Overlord is like a videogame that you’re not allowed to play, only watch someone else playing. That is probably the dullest activity that I can think of. Only it’s not. Imagine watching someone playing a videogame with an infinite lives cheat, or an invulnerability cheat. I’ve never done that, although I have on occasion given up on a Spectrum game and poked a cheat into it myself, just to see an otherwise impossible to reach end screen. Let’s face it; it was the only way to get off the first level of Green Beret. Playing a game that way is boring enough, and Spectrum game end screens were never worth the effort. But imagine watching someone else play a game that way...
Ains Ooal Gown is never threatened, never challenged, never even tested. He’s got the cheat mode to this world, and he’s just coasting through. As I said in the Season 2 review, the best you can hope for is to treat him as a force of nature, and instead invest in the little people. That’s okay for the first half of this collection, as the focus returns to Carne village, which we last encountered in the first season, as we get to see how they are rebuilding with the aid of the goblins that de facto village chief Enri summoned. There’s also a bit of her slowly developing romance with alchemist Nphirea. We get to know the goblins a little more in this story, and they are quite fun characters. But once again the village comes under threat from the nearby forest, as a couple of powerful beings are throwing their weight around, while Ains Ooal Gown wants to test Enri again.
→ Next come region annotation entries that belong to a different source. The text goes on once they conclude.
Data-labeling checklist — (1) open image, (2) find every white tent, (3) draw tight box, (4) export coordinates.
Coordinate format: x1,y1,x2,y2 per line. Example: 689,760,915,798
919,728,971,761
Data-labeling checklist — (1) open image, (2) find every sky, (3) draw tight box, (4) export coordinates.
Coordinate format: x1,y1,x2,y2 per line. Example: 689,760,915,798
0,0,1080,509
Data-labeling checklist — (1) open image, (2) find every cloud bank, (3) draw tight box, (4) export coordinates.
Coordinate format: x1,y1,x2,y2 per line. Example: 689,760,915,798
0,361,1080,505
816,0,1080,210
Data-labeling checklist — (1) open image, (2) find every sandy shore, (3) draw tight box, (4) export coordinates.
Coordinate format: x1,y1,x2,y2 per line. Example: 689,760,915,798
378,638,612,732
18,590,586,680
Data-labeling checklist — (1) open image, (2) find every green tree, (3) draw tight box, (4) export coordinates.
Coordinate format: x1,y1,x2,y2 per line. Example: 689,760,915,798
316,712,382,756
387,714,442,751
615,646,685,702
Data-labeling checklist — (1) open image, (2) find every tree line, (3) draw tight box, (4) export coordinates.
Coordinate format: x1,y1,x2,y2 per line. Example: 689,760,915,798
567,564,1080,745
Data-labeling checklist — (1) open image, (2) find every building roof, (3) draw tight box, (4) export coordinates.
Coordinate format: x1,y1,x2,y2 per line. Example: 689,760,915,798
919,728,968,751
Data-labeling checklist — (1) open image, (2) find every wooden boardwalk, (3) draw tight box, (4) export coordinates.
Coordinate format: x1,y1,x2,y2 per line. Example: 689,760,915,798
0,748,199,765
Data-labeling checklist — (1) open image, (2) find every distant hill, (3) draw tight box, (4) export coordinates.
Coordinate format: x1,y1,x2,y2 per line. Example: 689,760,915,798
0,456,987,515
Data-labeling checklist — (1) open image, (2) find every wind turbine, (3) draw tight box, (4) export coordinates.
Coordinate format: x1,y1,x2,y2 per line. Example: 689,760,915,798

The second half of the series takes on a national and political scope, as an Empire and a Kingdom (I didn’t care enough to remember their names, although we’ve seen the Kingdom before in previous seasons) are on the verge of a war, and once again, Ains is meddling, looking to carve out a chunk of land with which to stamp his authority and from where to launch his world domination plans. He’s playing both sides against each other, and he gets to cast the first spell in the war, to wipe out a quarter of the Kingdom’s army in a flash, and at the same time give his temporary Imperial allies such a collective brown trouser moment that they are liable to capitulate out of sheer shock. Ains Ooal Gown is like the foot of God in the Monty Python animations, only not as funny.
Overlord Season 3 is just as watchable as what has come before. The pacing is lively, the animation is strong, and I can happily sit down in front of an episode and enjoy it for what it is. It isn’t satisfying as a narrative though. You have a protagonist who is so overpowered that the only potential antagonist for him would be himself. He’s also a god without a conscience. Any moment his emotions might flare, some magic activates to damp those feelings down, so no agonising over the decisions he might make, no empathising with the lives that he toys with, no recriminations at making mistakes. What is the point of a story like that? Every time Overlord concentrates on its main characters, I question the point of the whole thing. At this juncture, all I can hope for is that Ains gets his wish, and finds a fellow player in this world, someone at his level to deal with. However, at this time, no Season 4 has been announced, only hinted at. Without any balance, Overlord is a waste of time, a very well made and occasionally entertaining waste of time.